Mar 12, 2010 12:27 PM PT
The FCC unveiled a set of digital tools for consumers Friday to figure out the state of national broadband service in the United States.
One tool, the Consumer Broadband Test, measures broadband service speed and latency and is available in online fixed and mobile app versions.
The other is the Broadband Dead Zone Report, which lets Americans tell the FCC where they can't get broadband service.
"The FCC's new digital tools will arm users with real-time information about their broadband connection and the agency with useful data about service across the country," FCC chairman Julius Genachowski said.
Tools for the Job
The Consumer Broadband Test measures network speed and latency, then reports that information to consumers and the FCC.
The fixed version is available here. It was released in beta on Friday. The mobile version, which is the FCC's first mobile app, is available as an iPhone and Android app, at the iTunes App Store and Android market, respectively.
Ookla's SpeedTest service is offered free at Speedtest.net. It tests download speed, upload speed and latency. It's also available as a free native iPhone app.
M-Lab's Network Diagnostic Tool also tests upload and download speeds and latency. In addition, it tests jitter, which you can think of as irregular data pulses in a high-frequency digital signal. One of the effects of jitter is to reduce network speed.
Why the Suspicion?
The test tools are in line with the national broadband plan's aim to recommend ways Congress can help consumers understand what are oftentimes difference between their Internet service providers' advertised broadband speeds and what they really get.
The tests may put to rest the widespread suspicion that consumers don't get the broadband speeds they pay for. "In some sense, the ISPs engage in a little bit of bait and switch -- the speed that they sell you is a marketing tactic," Carl Howe, director of anywhere consumer research at the Yankee Group, told TechNewsWorld. "It's a speed you'll never exceed, but there's no requirement to know what speed you actually get."
The ISPs have been fighting the FCC tooth and nail on this issue.

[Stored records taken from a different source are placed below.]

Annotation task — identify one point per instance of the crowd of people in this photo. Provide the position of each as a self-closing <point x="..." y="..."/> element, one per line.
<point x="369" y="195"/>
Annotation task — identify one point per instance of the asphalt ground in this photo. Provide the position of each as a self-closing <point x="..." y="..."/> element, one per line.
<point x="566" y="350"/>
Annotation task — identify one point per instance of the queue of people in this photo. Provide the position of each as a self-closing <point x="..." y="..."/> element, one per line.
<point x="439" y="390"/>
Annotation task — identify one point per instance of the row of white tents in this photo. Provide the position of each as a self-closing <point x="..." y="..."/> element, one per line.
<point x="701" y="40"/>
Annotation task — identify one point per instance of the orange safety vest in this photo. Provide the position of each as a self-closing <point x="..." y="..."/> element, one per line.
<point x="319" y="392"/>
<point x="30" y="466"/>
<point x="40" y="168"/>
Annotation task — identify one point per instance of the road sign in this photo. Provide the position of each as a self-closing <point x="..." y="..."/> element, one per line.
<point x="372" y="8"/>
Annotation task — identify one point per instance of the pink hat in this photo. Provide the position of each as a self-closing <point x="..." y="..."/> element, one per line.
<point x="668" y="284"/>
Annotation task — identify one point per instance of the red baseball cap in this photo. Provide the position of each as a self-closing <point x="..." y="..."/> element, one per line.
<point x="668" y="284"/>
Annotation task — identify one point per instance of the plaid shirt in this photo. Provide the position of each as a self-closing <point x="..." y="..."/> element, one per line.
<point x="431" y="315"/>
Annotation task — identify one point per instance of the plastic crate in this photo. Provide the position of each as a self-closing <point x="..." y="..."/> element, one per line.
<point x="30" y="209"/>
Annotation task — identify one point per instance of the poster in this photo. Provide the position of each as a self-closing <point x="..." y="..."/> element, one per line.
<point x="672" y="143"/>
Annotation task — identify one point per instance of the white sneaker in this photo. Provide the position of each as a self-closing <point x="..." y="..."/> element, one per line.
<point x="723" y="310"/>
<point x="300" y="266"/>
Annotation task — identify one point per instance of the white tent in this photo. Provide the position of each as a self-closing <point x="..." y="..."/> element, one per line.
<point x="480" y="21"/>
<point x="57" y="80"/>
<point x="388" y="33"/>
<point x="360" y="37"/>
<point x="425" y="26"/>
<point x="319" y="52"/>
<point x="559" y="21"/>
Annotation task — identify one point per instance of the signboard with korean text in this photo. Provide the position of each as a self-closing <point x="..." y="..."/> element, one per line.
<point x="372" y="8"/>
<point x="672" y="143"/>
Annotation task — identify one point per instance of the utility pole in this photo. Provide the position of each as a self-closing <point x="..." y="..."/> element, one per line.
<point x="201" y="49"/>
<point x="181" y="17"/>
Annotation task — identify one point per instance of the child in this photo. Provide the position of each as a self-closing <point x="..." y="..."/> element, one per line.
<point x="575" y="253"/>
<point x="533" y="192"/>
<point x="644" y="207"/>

In response to an FCC call seeking a definition for broadband that the agency sent out in August of 2009, Verizon, AT&T and Comcast asked it to lower the bar on broadband. They wanted the FCC to peg broadband transmissions as anything over 768 Kbps (kilobits per second) downstream and 200 Kbps upstream.
Comcast, for example, argued that the historical definition of broadband, which focuses on speed or throughput, is inadequate. Other factors such as latency, jitter and reliability should be taken into consideration. Comcast has suggested a five-tiered pricing approach to defining broadband service.
The FCC's introduction of broadband test tools may inflame ISPs. "It's going to be a battle," Julien Blin, principal analyst and CEO of JBB Research, told TechNewsWorld. "Of course some ISPs aren't going to be happy about this."
Where's the Broadband?
The Broadband Dead Zone report lets consumers submit the street address of a location for which they can't get broadband service. The form is available here. Alternatively, consumers can email information about lack of broadband services to the FCC at email@example.com. Users can also call 1-888-CALL-FCC or fax or mail the information.
This report seeks to address the digital divide in America, in which more highly populated, prosperous urban areas get ready access to broadband and wireless service while rural and poor areas often do not.
"The broadband connection isn't very good in rural areas," JBB Research's Blin pointed out.
Apparently, the FCC has been trying to figure out just which areas of the U.S. lack broadband access, but its efforts are being stymied by carriers.
"There's no map of all the broadband subscribers that exist in the U.S.," the Yankee Group's Howe said. "The FCC asked the carriers for maps of their subscribers, but they refused on the grounds that this is a trade secret."
The FCC did not respond to requests for comment by press time.